Disputes over the value of trade items were certain.  Tempers were sure to flare.  What if:

What if the Dorset people were not as helpless in the face of Norse invasion as they seemed?

What if they brought to bear forces the Norsemen couldn’t possibly understand?

Imagine the Dorset equivalent of the Inuit Angaqok, or shaman.  Imagine him (or her) singing softly in his tent, the rhythm of the drum, the scent of strange incenses smouldering in the whale fat lamp.

Imagine his body smeared with arcane sigils, with paint compounded from unwholesome things.

Imagine his journey to some shadowy region of the Dream, to bring back a nightmare. [2]

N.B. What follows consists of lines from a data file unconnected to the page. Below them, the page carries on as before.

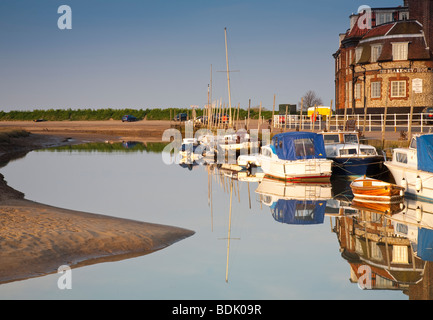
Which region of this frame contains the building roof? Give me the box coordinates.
[357,20,431,64]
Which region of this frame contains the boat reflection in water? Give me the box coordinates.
[256,178,332,225]
[332,196,433,299]
[179,158,433,299]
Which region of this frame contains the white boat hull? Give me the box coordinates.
[259,157,332,181]
[256,178,332,203]
[385,161,433,200]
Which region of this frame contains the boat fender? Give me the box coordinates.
[415,206,422,223]
[415,176,422,192]
[400,177,407,189]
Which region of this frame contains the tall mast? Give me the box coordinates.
[224,28,232,124]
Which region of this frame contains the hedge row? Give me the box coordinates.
[0,108,272,121]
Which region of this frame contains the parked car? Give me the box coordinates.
[422,107,433,124]
[195,116,207,124]
[173,113,188,121]
[122,115,138,122]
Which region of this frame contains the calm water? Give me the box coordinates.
[0,141,422,299]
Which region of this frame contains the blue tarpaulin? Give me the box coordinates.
[417,228,433,261]
[271,199,326,225]
[271,132,326,160]
[416,134,433,172]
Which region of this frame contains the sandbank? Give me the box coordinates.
[0,123,194,283]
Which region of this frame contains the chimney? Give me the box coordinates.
[405,0,433,51]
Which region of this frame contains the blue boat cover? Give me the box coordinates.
[417,228,433,261]
[271,199,326,225]
[416,134,433,172]
[271,131,326,160]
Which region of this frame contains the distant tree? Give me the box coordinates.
[299,90,323,110]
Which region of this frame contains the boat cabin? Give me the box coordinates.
[392,135,418,167]
[321,132,377,157]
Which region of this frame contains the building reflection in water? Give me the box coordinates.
[180,161,433,300]
[332,199,433,300]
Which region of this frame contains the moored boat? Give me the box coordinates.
[350,176,405,203]
[385,134,433,200]
[257,132,332,182]
[321,131,384,178]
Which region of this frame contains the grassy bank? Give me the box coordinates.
[0,108,272,121]
[0,130,30,144]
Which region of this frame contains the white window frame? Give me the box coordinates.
[355,47,363,63]
[355,83,361,100]
[392,42,409,61]
[371,44,382,62]
[399,11,409,20]
[376,12,394,26]
[370,81,382,98]
[391,80,406,98]
[392,245,409,264]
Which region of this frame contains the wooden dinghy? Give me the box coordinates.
[350,176,405,203]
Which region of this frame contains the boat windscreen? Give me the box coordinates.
[344,133,359,143]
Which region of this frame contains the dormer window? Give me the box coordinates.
[398,12,409,20]
[376,12,393,26]
[371,44,382,62]
[355,47,362,63]
[392,42,409,61]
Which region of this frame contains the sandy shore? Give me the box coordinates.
[0,120,171,142]
[0,123,194,283]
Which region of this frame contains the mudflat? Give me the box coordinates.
[0,122,194,283]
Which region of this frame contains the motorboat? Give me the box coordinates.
[320,131,384,178]
[384,134,433,200]
[257,131,332,181]
[350,176,405,203]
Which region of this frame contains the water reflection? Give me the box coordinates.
[5,143,433,299]
[44,140,168,153]
[195,162,433,299]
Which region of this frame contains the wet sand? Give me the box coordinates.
[0,123,194,283]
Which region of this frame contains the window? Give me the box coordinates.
[395,152,407,163]
[295,139,315,157]
[371,44,382,62]
[391,81,406,98]
[323,134,340,144]
[355,83,361,99]
[371,81,382,98]
[344,133,359,143]
[392,42,409,61]
[392,245,409,263]
[355,47,362,63]
[376,12,393,26]
[399,12,409,20]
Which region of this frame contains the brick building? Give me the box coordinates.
[333,0,433,114]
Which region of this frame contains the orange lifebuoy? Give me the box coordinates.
[311,112,317,122]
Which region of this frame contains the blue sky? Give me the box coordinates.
[0,0,403,111]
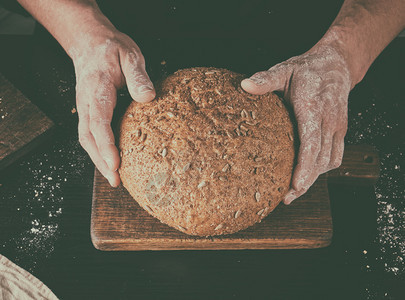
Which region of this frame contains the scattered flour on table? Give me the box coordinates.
[346,99,405,275]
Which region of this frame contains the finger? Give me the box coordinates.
[283,165,319,205]
[283,172,319,205]
[314,121,334,174]
[291,114,321,191]
[77,102,119,186]
[328,130,346,170]
[241,64,291,95]
[120,52,156,102]
[89,83,120,171]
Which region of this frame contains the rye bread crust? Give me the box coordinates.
[119,68,295,236]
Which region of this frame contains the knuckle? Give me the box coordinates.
[79,132,90,149]
[331,158,342,169]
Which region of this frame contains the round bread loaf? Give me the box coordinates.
[119,68,295,236]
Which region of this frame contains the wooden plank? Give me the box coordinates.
[91,146,378,251]
[328,145,380,185]
[0,74,54,170]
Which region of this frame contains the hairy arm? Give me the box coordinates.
[242,0,405,204]
[18,0,155,186]
[315,0,405,87]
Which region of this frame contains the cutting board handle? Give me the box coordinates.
[327,145,380,186]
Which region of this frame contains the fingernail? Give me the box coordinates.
[248,76,266,85]
[138,85,153,94]
[284,191,295,205]
[107,174,115,187]
[105,157,114,171]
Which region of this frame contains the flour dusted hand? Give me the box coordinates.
[68,30,155,187]
[242,46,352,204]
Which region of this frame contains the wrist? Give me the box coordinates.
[310,26,371,89]
[54,6,118,60]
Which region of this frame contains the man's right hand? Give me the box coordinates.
[68,28,155,187]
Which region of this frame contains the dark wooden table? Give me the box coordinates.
[0,4,405,299]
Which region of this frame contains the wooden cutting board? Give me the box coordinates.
[91,145,379,251]
[0,74,54,171]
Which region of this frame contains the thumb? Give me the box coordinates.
[121,53,156,102]
[241,64,290,95]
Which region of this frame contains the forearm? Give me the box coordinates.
[18,0,114,56]
[314,0,405,88]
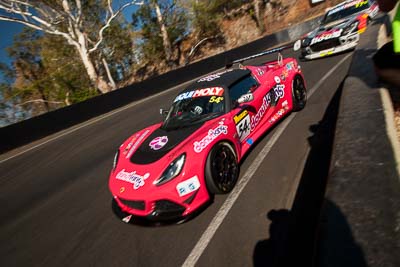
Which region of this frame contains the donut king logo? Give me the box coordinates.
[193,121,228,153]
[115,169,150,190]
[250,77,285,131]
[310,29,343,45]
[174,87,224,102]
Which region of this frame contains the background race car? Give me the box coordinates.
[109,48,307,222]
[294,0,379,59]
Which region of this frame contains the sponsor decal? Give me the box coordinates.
[328,0,368,16]
[149,136,168,150]
[250,84,285,131]
[122,134,138,155]
[209,96,224,104]
[286,61,294,71]
[122,215,132,223]
[115,169,150,190]
[256,68,265,76]
[197,69,232,83]
[281,69,289,81]
[174,87,224,102]
[193,121,228,153]
[269,100,289,124]
[233,110,251,142]
[310,29,343,45]
[176,175,200,197]
[125,130,150,159]
[233,110,249,124]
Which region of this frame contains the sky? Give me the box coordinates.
[0,2,137,82]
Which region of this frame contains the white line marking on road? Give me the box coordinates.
[182,53,352,267]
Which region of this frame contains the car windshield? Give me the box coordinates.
[322,0,369,24]
[162,96,225,130]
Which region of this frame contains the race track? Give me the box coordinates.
[0,48,352,267]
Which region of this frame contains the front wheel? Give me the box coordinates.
[292,75,307,111]
[205,142,239,194]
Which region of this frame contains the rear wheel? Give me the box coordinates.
[205,142,239,194]
[292,75,307,111]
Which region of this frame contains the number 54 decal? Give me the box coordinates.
[233,110,251,142]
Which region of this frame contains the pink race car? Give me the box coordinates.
[109,48,307,222]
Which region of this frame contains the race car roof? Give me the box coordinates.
[182,69,251,92]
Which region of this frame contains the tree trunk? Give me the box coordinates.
[102,57,117,90]
[253,0,265,33]
[153,1,172,64]
[75,32,110,94]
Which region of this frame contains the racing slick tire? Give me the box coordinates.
[205,142,239,194]
[292,75,307,111]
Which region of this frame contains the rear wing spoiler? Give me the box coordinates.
[225,45,292,69]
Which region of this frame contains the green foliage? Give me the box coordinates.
[132,1,188,62]
[2,28,97,121]
[192,0,249,37]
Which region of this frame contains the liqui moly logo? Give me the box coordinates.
[193,121,228,153]
[310,29,342,45]
[115,169,150,190]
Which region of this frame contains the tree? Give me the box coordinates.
[253,0,265,33]
[132,0,187,66]
[0,27,97,123]
[0,0,143,93]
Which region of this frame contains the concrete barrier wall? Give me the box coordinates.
[0,18,319,153]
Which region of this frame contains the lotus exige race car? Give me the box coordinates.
[109,48,307,222]
[294,0,379,59]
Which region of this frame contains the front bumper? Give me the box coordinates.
[114,197,186,221]
[302,33,360,60]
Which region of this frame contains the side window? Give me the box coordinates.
[229,75,259,102]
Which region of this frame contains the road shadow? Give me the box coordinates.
[253,82,365,267]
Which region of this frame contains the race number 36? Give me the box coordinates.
[236,115,251,141]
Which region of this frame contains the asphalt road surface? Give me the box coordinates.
[0,48,352,266]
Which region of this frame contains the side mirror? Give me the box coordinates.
[160,108,168,117]
[293,40,301,51]
[237,93,254,105]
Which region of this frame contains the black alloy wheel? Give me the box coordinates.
[292,75,307,111]
[205,142,239,194]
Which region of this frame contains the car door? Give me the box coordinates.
[229,75,262,143]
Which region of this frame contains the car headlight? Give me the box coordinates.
[113,149,119,171]
[342,21,358,35]
[302,37,311,47]
[153,153,186,186]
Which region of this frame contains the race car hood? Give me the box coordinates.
[130,123,203,165]
[109,117,228,199]
[307,14,359,39]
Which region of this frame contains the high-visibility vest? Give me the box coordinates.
[392,4,400,53]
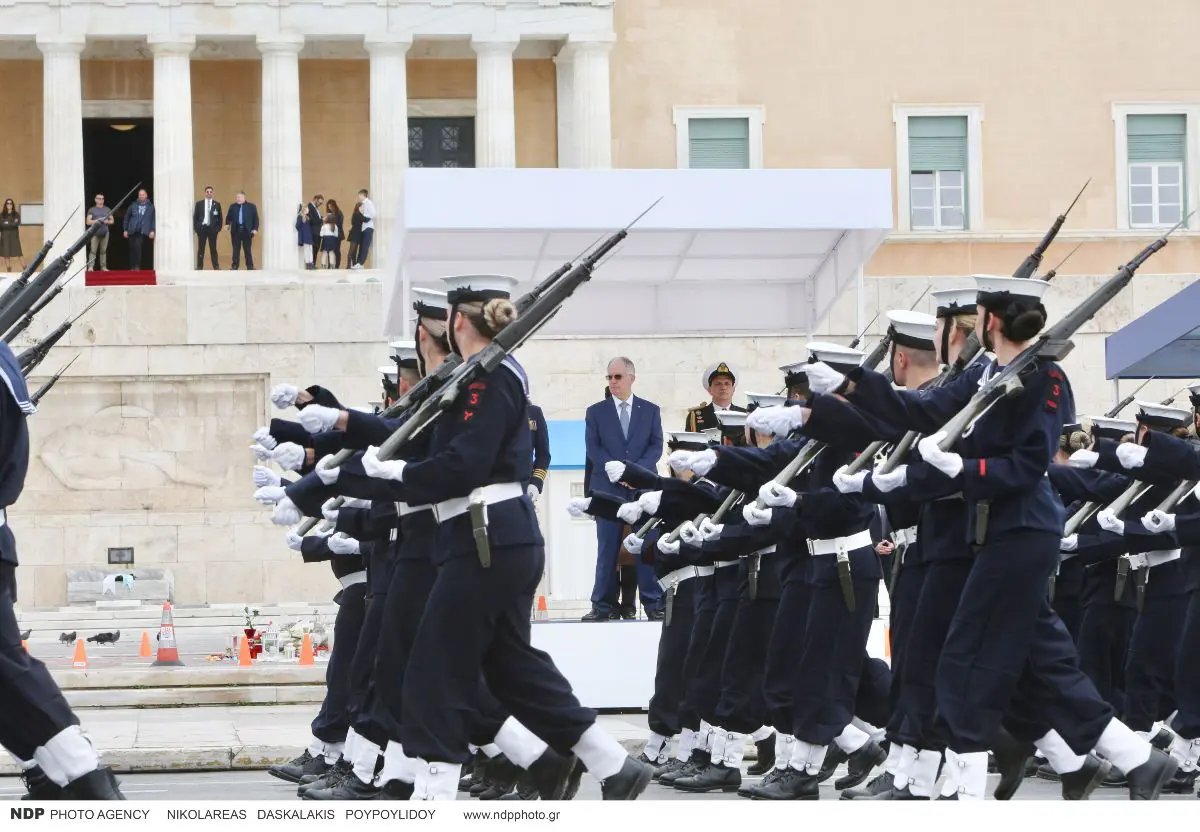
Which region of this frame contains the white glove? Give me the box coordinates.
[314,453,342,485]
[300,405,342,433]
[604,460,625,483]
[746,407,804,436]
[742,503,774,526]
[271,497,304,526]
[1117,442,1150,468]
[833,465,870,493]
[659,534,679,555]
[1141,509,1175,534]
[700,517,725,540]
[617,501,642,526]
[1096,509,1124,534]
[804,361,846,393]
[254,485,288,505]
[254,465,283,487]
[254,426,280,450]
[271,442,305,471]
[917,431,962,479]
[320,497,342,523]
[271,384,300,411]
[360,449,406,483]
[1067,448,1100,468]
[758,480,796,508]
[637,491,662,514]
[326,533,360,555]
[679,520,704,544]
[690,448,716,477]
[871,465,908,493]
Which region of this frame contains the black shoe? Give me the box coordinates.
[20,766,62,801]
[841,771,895,801]
[61,766,125,801]
[600,756,654,801]
[746,734,775,777]
[1058,754,1112,801]
[266,748,330,783]
[1126,748,1180,801]
[840,740,888,791]
[674,762,742,794]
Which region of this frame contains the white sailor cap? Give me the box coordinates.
[1134,400,1192,429]
[413,286,450,321]
[888,309,937,352]
[701,361,738,390]
[804,341,864,370]
[930,286,979,318]
[442,275,517,305]
[972,275,1050,305]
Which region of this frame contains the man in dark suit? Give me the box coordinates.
[125,188,155,271]
[226,191,258,271]
[192,185,222,271]
[583,358,662,622]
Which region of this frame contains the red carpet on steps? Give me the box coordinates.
[84,269,158,286]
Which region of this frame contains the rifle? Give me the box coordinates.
[29,353,79,405]
[17,295,103,378]
[0,182,142,333]
[1013,179,1092,277]
[0,205,79,316]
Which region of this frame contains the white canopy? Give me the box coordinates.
[385,168,892,336]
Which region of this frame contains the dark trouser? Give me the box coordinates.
[936,532,1112,754]
[401,546,595,764]
[229,226,254,271]
[196,226,221,271]
[312,583,367,743]
[1171,589,1200,740]
[790,577,880,746]
[0,557,79,761]
[1123,590,1194,731]
[647,579,696,737]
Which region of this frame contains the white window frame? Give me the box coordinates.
[672,106,767,169]
[1112,101,1200,231]
[892,104,983,234]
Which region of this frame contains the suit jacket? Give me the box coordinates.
[192,199,222,234]
[583,396,662,502]
[226,202,258,231]
[125,199,155,235]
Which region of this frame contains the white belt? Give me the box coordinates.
[433,483,524,523]
[809,528,871,555]
[337,569,367,589]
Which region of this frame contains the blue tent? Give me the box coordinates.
[1104,281,1200,378]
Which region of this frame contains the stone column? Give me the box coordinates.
[37,35,86,243]
[470,37,518,168]
[250,35,305,271]
[148,35,196,271]
[365,35,413,269]
[566,35,616,168]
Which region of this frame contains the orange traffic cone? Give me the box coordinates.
[71,639,88,670]
[150,601,184,668]
[300,633,313,668]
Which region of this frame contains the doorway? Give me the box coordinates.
[83,118,154,269]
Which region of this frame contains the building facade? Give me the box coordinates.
[0,0,1200,605]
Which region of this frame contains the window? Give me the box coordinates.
[674,107,764,169]
[893,104,983,232]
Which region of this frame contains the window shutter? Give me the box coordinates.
[688,119,750,168]
[908,115,967,174]
[1126,114,1188,162]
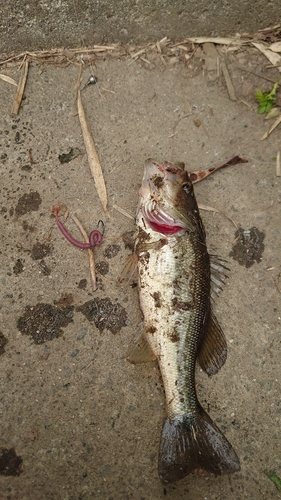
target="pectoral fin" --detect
[210,255,229,298]
[197,312,227,375]
[127,333,156,364]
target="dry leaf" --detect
[187,36,243,45]
[71,215,97,292]
[268,42,281,52]
[0,73,18,87]
[198,204,238,229]
[77,90,108,214]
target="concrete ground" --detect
[0,41,281,500]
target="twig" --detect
[71,215,97,292]
[12,60,28,115]
[77,85,109,215]
[276,151,281,177]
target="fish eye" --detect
[182,182,190,193]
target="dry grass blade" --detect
[71,215,97,292]
[198,204,239,229]
[260,116,281,141]
[77,90,108,214]
[252,42,281,71]
[0,73,18,87]
[12,60,28,115]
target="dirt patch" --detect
[31,241,53,260]
[0,448,22,476]
[76,297,127,334]
[17,304,73,344]
[229,227,265,268]
[15,191,42,217]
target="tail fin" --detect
[158,407,240,483]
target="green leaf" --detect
[258,106,265,115]
[255,81,279,114]
[264,470,281,491]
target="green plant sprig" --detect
[255,81,279,114]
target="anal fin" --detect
[127,333,156,364]
[197,312,227,375]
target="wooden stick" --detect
[77,90,109,215]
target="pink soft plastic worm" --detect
[53,207,103,249]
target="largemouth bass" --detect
[127,159,240,482]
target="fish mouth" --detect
[142,200,186,235]
[140,159,187,235]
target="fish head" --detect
[138,159,200,235]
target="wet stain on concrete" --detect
[15,191,42,217]
[78,278,88,290]
[229,227,265,268]
[0,448,22,476]
[13,259,24,275]
[96,260,109,276]
[39,259,51,276]
[17,303,73,344]
[76,297,127,334]
[0,332,8,355]
[103,245,121,259]
[31,241,53,260]
[122,231,136,252]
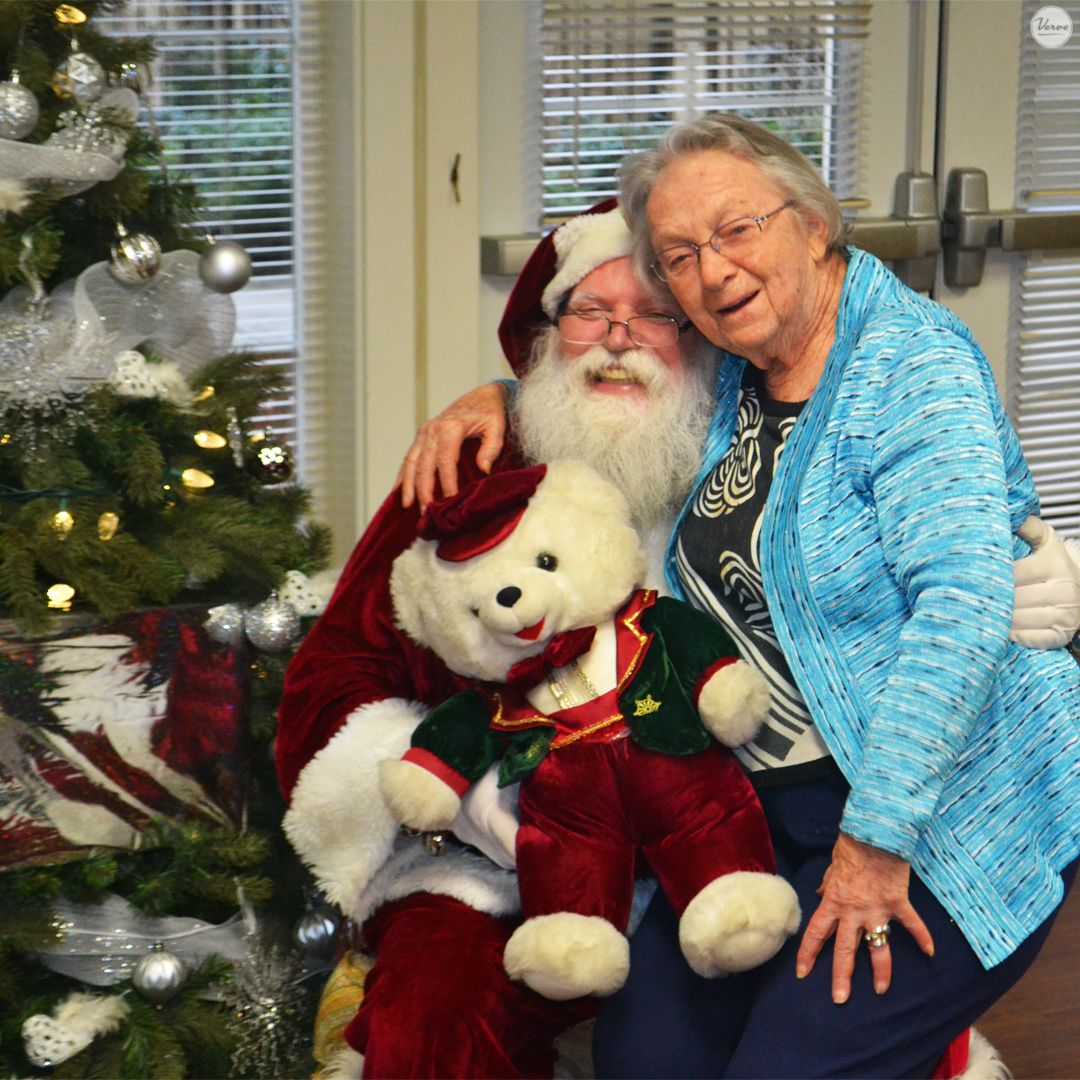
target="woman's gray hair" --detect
[619,112,847,278]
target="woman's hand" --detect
[795,833,934,1004]
[397,382,507,510]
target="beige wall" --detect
[305,0,481,559]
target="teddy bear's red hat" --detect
[419,465,548,563]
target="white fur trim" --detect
[678,870,799,978]
[379,761,461,828]
[957,1028,1013,1080]
[315,1047,364,1080]
[358,837,521,922]
[283,698,424,912]
[698,660,771,747]
[540,208,634,319]
[503,912,630,1001]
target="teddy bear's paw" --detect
[379,761,461,828]
[678,870,799,978]
[502,912,630,1001]
[698,660,771,746]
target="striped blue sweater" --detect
[667,251,1080,967]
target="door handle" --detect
[942,168,1080,288]
[848,173,942,293]
[480,173,942,292]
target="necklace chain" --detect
[548,660,600,708]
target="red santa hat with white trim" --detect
[499,199,633,376]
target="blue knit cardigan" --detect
[666,249,1080,967]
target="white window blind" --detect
[95,0,299,442]
[1008,0,1080,536]
[532,0,870,225]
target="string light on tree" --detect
[192,431,229,450]
[97,510,120,540]
[45,581,75,611]
[246,431,293,486]
[49,503,75,540]
[180,469,214,491]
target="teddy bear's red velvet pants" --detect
[345,893,596,1078]
[517,738,775,930]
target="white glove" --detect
[1009,517,1080,649]
[450,765,518,870]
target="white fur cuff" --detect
[283,698,426,910]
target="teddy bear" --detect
[380,461,799,1000]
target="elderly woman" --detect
[403,117,1080,1077]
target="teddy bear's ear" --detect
[390,540,434,645]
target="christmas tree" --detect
[0,0,334,1077]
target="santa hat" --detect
[499,199,632,375]
[419,465,548,563]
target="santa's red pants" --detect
[345,893,596,1078]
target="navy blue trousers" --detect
[593,777,1076,1080]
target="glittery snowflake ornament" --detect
[221,943,311,1077]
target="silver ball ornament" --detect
[53,52,108,105]
[199,240,252,293]
[109,225,161,285]
[132,942,189,1005]
[293,906,338,960]
[203,604,244,648]
[244,596,300,652]
[0,76,41,139]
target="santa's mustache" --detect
[570,345,671,390]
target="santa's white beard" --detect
[514,327,716,534]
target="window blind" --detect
[530,0,870,225]
[95,0,299,443]
[1007,0,1080,536]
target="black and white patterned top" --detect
[675,365,836,785]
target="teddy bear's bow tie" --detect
[507,626,596,690]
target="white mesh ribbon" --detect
[23,994,131,1068]
[75,251,237,376]
[36,896,249,986]
[0,86,138,194]
[0,282,116,407]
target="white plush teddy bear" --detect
[381,461,799,999]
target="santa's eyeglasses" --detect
[558,309,690,349]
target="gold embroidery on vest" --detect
[634,693,661,716]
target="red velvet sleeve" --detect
[275,434,519,798]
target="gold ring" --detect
[863,922,892,948]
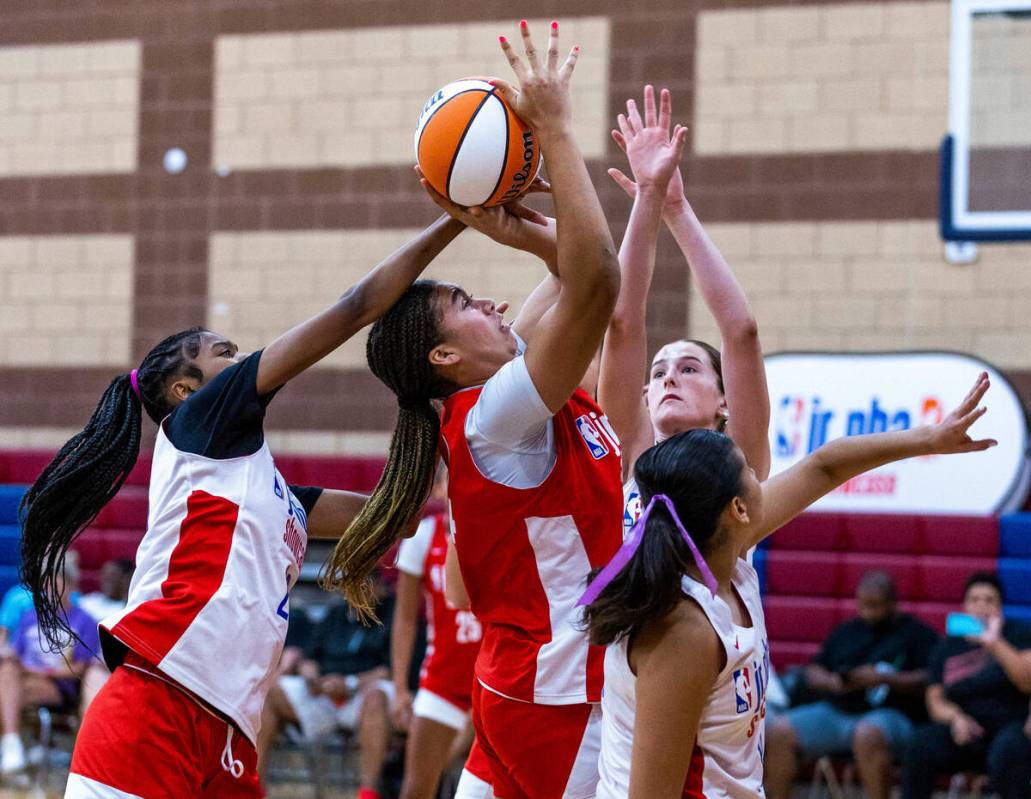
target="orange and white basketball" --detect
[415,77,540,205]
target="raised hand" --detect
[927,372,998,455]
[490,20,579,135]
[608,86,688,213]
[415,167,556,262]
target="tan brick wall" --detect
[0,41,140,176]
[0,235,133,367]
[970,15,1031,147]
[694,2,949,154]
[213,18,609,168]
[690,221,1031,369]
[208,230,544,369]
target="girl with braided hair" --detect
[22,215,482,799]
[579,373,996,799]
[326,22,622,799]
[598,86,771,533]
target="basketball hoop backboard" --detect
[940,0,1031,241]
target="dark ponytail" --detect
[585,430,744,645]
[20,328,204,648]
[321,280,455,621]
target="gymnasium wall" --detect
[0,0,1031,454]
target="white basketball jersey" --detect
[597,560,770,799]
[101,428,307,742]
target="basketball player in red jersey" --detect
[328,23,622,799]
[22,211,490,799]
[391,470,490,799]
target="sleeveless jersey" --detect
[597,560,770,799]
[101,427,307,742]
[441,387,623,704]
[398,513,484,709]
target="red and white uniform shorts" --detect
[411,687,471,731]
[472,681,601,799]
[65,654,265,799]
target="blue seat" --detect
[999,558,1031,605]
[0,566,18,597]
[0,485,26,525]
[0,525,22,566]
[752,548,767,596]
[999,513,1031,558]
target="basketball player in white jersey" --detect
[580,374,995,799]
[17,208,494,799]
[321,22,622,799]
[598,86,770,533]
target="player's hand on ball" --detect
[415,167,557,260]
[491,20,579,134]
[926,372,998,455]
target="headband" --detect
[576,494,720,606]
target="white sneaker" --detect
[0,733,29,774]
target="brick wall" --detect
[0,0,1031,452]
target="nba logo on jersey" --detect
[734,666,752,713]
[576,413,608,461]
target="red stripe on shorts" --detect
[111,491,240,665]
[684,743,705,799]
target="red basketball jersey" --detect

Perhaps at first those brash young Norsemen laughed in the faces of the Dorset traders when they demanded something more for their goods.  Perhaps they spat at their feet, took their goods by force, killed those who objected.

At first.

But then the nightmare came, perhaps entering the first of them like a miasma.  Perhaps it waited, hunger growing.  Until at last, on some dark night, the young man’s eyes went blank and he turned on his neighbour with a snarl – teeth snapping and claws grabbing, until his beard was wet and red, the hunger subsided, and mortal consciousness returned.

He fled of course, terrified of the price his victim’s family might exact, but not before the thing had stepped across the chasm and into another of the band.

And so it continued: gruesome death after gruesome death.  Madness in the barrow-lands of the frozen North, until at last there remained only one.

The nightmare could not be sent back, not now that it had entered the world.  But the Dorset Angaqok could trap the thing and seal it up: his fellows hunted the last remaining Norseman like a beast, and like a beast he fled across the tundra, howling.

But they caught him, and killed him, and with great ceremony they sealed him – and the nightmare beast – into a cairn of stones.

Time passed, and the Dorset people changed, moved: no longer the brave arctic travellers, they settled into more comfortable lives as the Algonquin of the pine forests of the South and East.  And the secret of the wendigo left the tundra with them.

In time, the Inuit came to take their place among the islands of the Arctic.  But they knew nothing of the danger that lurked. 

Until Franklin came, with his men, and eager for the secrets of the North they opened the cairn.

They opened the cairn, and the thing emerged into the world once more.  And they were never heard from again.

Decades later: the ships are found, the dead uncovered.

It’s big news, but what if…

What if it wasn’t just brass and papers they brought back?

What if they brought back something…darker?

And this time without the Arctic wastelands to keep it safe.